Image for article titled Anti-Sex Work Group Takes Down Pages Stirring Panic About Massage Parlors

Photo: Megan Varner (Getty Images)

Polaris, a national anti-trafficking group known for its strong opposition to sex workreportedly removed several pages from its website related to massage parlors following last week Atlanta shootings.

As a motherboard reportedthe changes to the site were first noticed by Justin Case and cam model Mary Moody, who shared a screenshot of a deleted page archive by the Wayback Machine titled “Human Trafficking in Illicit Massage Businesses”. At the bottom of the page, there are links to other massage parlor-related content on the site, including pages titled “Massage Parlor Traffic is Big Business”, “Improving Law Enforcement Response order to massage parlor traffic” and “Your role in ending massage parlor traffic.

That last headline has particular resonance with the Atlanta shooter’s statement that he killed his eight victims because they represented a “temptation he wanted to eliminate.” In an email to Motherboard, a Polaris spokesperson said the pages were removed “with great caution in case a white supremacist extremist finds a way to turn it into an excuse for violence.” The spokesperson argued that the group is taking a “more holistic approach” to its anti-trafficking mission and not placing a “special focus on the particular massage parlor” (although it may find itself in the part of the strategy in localities where it is particularly prevalent).

Nonetheless, much of the organization’s massage parlor-related content still remains online on the site: a search for “massage parlors” on the Polaris site yields a 2018 blog titled “Human Trap in massage parlours: a deeply manipulated sense of ‘Choice,'” another titled “Does your local information protect victims of massage parlor trafficking?” and many other scare press releases and “resources” about companies.
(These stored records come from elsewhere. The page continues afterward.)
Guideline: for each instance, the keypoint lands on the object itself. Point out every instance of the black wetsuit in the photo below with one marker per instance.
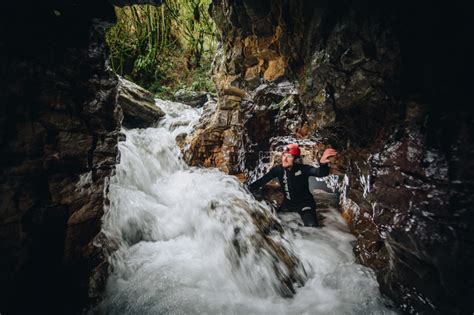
(294, 183)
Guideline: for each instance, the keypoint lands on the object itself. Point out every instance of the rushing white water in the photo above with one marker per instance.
(175, 231)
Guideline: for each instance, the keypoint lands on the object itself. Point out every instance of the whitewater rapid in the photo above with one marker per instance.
(174, 228)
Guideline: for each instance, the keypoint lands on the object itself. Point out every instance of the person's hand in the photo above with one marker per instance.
(326, 154)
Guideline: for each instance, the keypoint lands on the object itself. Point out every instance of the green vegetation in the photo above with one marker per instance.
(164, 48)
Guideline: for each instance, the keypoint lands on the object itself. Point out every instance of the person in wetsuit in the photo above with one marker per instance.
(293, 178)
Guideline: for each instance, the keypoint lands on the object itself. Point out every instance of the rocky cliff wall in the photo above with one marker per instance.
(387, 85)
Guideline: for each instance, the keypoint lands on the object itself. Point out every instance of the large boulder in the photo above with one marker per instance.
(138, 105)
(374, 83)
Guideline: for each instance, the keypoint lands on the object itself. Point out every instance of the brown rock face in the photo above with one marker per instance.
(138, 105)
(374, 82)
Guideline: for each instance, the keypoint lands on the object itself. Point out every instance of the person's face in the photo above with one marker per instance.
(287, 160)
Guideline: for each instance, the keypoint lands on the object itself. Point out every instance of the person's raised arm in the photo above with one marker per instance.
(272, 173)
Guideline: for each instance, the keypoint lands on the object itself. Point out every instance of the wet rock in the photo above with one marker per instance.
(138, 105)
(367, 80)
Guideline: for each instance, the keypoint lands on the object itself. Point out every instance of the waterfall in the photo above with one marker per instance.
(189, 240)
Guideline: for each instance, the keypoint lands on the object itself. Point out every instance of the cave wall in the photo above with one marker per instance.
(59, 130)
(387, 85)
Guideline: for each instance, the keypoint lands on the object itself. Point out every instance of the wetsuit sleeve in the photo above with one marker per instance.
(272, 173)
(321, 171)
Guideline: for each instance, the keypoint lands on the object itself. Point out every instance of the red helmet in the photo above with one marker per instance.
(293, 149)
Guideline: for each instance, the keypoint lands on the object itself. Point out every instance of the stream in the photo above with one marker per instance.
(186, 242)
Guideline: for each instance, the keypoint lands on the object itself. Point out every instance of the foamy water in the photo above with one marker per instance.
(175, 229)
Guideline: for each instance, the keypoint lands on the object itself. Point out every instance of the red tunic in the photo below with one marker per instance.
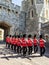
(29, 43)
(18, 42)
(41, 41)
(12, 42)
(8, 39)
(24, 43)
(35, 41)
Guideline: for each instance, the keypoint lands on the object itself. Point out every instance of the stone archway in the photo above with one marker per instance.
(6, 27)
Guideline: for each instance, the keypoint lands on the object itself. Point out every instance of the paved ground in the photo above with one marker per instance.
(7, 57)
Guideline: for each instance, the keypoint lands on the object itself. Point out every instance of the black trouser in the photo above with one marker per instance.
(35, 48)
(42, 50)
(18, 49)
(12, 46)
(15, 48)
(29, 50)
(24, 51)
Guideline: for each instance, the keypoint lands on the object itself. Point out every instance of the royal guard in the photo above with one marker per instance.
(29, 44)
(12, 42)
(35, 42)
(15, 43)
(7, 41)
(18, 45)
(24, 45)
(42, 45)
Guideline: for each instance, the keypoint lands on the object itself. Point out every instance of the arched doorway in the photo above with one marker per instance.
(4, 30)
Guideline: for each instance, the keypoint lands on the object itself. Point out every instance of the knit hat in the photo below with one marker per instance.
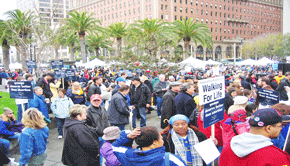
(111, 133)
(178, 117)
(265, 117)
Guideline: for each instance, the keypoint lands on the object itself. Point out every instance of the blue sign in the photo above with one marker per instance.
(59, 74)
(213, 112)
(267, 97)
(70, 75)
(57, 64)
(20, 90)
(31, 64)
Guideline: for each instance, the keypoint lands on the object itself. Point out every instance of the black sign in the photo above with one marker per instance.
(57, 64)
(267, 97)
(20, 89)
(31, 64)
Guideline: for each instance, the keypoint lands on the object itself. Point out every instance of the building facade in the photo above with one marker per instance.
(231, 22)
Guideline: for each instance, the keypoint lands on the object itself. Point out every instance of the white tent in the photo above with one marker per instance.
(93, 63)
(247, 62)
(212, 62)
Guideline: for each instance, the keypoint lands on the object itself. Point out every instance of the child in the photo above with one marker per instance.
(110, 136)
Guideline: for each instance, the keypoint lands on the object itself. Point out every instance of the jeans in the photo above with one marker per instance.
(101, 144)
(159, 104)
(20, 111)
(4, 146)
(142, 112)
(60, 122)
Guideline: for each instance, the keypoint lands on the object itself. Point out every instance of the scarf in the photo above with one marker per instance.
(180, 148)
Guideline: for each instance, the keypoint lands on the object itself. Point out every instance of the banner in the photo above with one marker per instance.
(20, 90)
(31, 64)
(57, 64)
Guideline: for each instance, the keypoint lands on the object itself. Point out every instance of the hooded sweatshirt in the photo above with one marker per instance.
(136, 157)
(253, 150)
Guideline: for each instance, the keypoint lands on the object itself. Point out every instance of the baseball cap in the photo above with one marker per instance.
(96, 97)
(120, 79)
(265, 117)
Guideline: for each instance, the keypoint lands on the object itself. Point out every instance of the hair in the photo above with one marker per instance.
(76, 110)
(32, 118)
(123, 88)
(19, 78)
(62, 90)
(36, 88)
(96, 78)
(148, 135)
(250, 108)
(185, 86)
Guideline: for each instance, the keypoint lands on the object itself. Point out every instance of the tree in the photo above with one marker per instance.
(117, 31)
(81, 23)
(191, 30)
(20, 24)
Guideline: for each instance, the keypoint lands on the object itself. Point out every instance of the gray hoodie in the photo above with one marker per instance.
(246, 143)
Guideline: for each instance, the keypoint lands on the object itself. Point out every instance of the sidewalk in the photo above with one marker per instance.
(54, 146)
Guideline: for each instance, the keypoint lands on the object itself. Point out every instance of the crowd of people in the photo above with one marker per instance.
(93, 110)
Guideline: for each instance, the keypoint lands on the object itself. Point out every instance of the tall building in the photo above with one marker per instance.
(231, 22)
(51, 12)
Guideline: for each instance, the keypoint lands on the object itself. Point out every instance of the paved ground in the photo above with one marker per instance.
(54, 146)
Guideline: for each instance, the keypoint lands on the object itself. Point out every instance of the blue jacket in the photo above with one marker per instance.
(4, 128)
(60, 107)
(32, 142)
(39, 103)
(135, 157)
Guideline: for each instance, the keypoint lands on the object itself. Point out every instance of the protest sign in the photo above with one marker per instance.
(267, 97)
(31, 64)
(57, 64)
(20, 89)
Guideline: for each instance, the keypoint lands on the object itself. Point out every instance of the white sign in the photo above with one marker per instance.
(211, 89)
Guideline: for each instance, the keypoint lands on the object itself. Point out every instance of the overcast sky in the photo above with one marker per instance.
(6, 5)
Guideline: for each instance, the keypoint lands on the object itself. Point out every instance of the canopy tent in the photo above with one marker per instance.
(247, 62)
(212, 62)
(93, 63)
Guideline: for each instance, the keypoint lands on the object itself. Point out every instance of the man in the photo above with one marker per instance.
(140, 97)
(255, 148)
(281, 87)
(160, 90)
(184, 102)
(279, 77)
(168, 108)
(151, 151)
(118, 109)
(98, 118)
(94, 88)
(43, 83)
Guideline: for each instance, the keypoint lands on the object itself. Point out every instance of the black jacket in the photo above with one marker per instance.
(93, 89)
(281, 89)
(118, 110)
(45, 87)
(81, 144)
(168, 108)
(98, 118)
(140, 96)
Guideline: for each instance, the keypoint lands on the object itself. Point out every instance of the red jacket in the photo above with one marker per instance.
(267, 156)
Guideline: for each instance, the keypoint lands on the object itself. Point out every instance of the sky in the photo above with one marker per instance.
(6, 5)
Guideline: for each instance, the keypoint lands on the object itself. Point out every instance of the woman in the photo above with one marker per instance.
(60, 108)
(182, 138)
(81, 143)
(32, 150)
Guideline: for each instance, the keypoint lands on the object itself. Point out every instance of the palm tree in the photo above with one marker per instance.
(117, 31)
(191, 30)
(80, 23)
(97, 41)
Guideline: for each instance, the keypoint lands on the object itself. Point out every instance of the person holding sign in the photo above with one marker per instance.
(255, 148)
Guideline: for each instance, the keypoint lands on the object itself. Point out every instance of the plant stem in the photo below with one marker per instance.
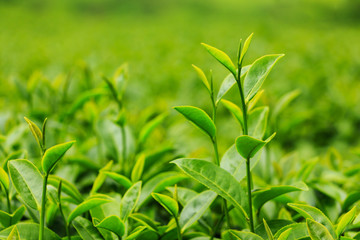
(178, 228)
(42, 210)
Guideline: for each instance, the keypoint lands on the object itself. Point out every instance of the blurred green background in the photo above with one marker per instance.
(160, 39)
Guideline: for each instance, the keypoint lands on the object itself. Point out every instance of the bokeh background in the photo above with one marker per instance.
(160, 39)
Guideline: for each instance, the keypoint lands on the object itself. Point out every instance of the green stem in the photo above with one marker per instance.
(42, 210)
(248, 174)
(178, 228)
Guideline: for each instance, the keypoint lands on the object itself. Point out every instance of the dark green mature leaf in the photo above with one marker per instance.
(66, 187)
(228, 83)
(222, 57)
(158, 184)
(345, 220)
(120, 179)
(195, 208)
(262, 196)
(53, 155)
(86, 206)
(317, 231)
(29, 231)
(313, 214)
(27, 181)
(213, 177)
(248, 146)
(234, 234)
(257, 74)
(199, 118)
(114, 224)
(86, 229)
(7, 219)
(167, 202)
(129, 201)
(202, 77)
(149, 127)
(144, 220)
(4, 180)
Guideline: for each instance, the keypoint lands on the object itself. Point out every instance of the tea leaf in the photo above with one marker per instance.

Some of these messages encourage readers to contact their representatives to demand greater monitoring of massage parlors and to write to local newspapers urging editors and reporters to investigate trafficking in their communities.

This content is just a fraction of the work Polaris has done to spread misinformation about massage parlors and encourage law enforcement to crack down on the businesses, despite a long story of these repressions mainly resulting in harm to sex workers. But Polaris makes little distinction between trafficked persons and sex workers: The group has been a vocal opponent to the efforts of decriminalize sex workeven though sex worker rights advocates say it would make sex workers safer and protect victims of trafficking.
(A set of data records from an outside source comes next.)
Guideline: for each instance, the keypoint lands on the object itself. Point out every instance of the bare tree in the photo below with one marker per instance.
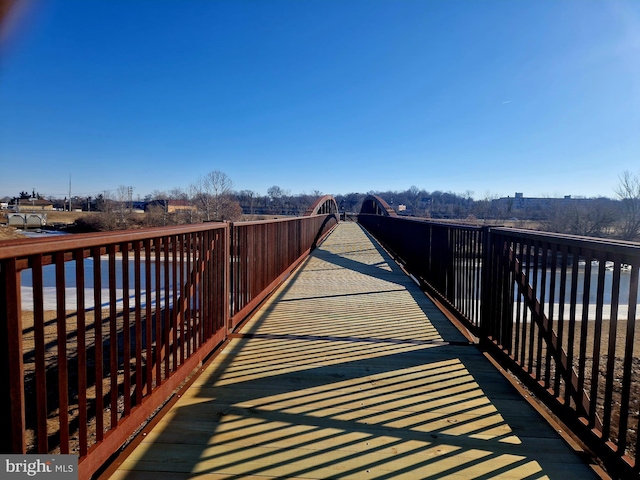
(212, 195)
(587, 217)
(628, 190)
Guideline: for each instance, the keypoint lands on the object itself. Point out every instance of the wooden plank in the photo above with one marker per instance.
(350, 371)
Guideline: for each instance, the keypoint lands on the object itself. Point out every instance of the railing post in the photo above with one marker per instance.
(485, 283)
(11, 362)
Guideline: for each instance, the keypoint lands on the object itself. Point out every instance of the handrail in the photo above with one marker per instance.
(97, 330)
(560, 311)
(374, 204)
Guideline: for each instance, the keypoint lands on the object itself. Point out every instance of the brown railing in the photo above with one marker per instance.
(560, 311)
(98, 330)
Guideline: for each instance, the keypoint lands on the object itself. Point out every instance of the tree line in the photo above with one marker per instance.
(213, 198)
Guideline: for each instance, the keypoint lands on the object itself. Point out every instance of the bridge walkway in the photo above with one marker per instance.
(350, 371)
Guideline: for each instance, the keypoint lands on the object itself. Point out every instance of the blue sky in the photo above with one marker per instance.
(493, 97)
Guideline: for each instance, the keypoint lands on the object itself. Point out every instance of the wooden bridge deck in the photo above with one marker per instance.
(349, 371)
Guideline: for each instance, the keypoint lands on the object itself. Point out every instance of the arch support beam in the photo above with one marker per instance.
(322, 206)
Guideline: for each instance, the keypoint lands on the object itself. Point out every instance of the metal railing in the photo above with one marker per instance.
(98, 330)
(558, 310)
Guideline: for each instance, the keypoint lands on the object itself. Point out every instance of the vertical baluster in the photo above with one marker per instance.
(82, 352)
(40, 360)
(98, 348)
(167, 307)
(584, 334)
(561, 303)
(572, 390)
(157, 250)
(148, 296)
(137, 266)
(126, 330)
(113, 337)
(63, 370)
(597, 339)
(628, 360)
(174, 299)
(552, 299)
(611, 350)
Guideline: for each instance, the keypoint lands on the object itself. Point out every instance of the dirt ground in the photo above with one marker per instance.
(53, 218)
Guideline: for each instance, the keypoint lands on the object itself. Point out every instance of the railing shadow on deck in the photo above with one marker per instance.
(559, 311)
(325, 403)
Ddespite the group’s clear leaning against sex work, its claims were widely publicized last week by mainstream outlets like the New York Times and USA today. A Time article about the Atlanta shooting doubtful statistics from Polaris for the massage parlor context, and at least Three different USA today stories cite a Polaris study or quoted the CEO of the group.

Other anti-trafficking groups are also using the recent attacks to further the narrative that massage parlors are just sites of abuse and exploitation.. Thursday, the Coalition Against Trafficking in Women issued a statement calling on Atlanta law enforcement to investigate “possible links to sex trafficking” at the salons where the shootings took place. These groups argue that violence stems from the very idea that someone is exchanging sex for money; sformer workers and their allies know that in reality much of it comes from laws against sex workthe authorities whoforce them and groups like these, which only fuel fear, stigma and misunderstanding.

“Society knows how to solve the problem, but it continues to harm the community because of its moral agenda, its racist ideas,” said Elene Lam, executive director of Butterfly, a Toronto-based group for Asian and migrant sex workers, during a vigil for Asian massage therapists who were killed on Tuesday. “People are being killed by sexism, racism, putophobia, by the state and by the NGOs that claim to save sex workers.”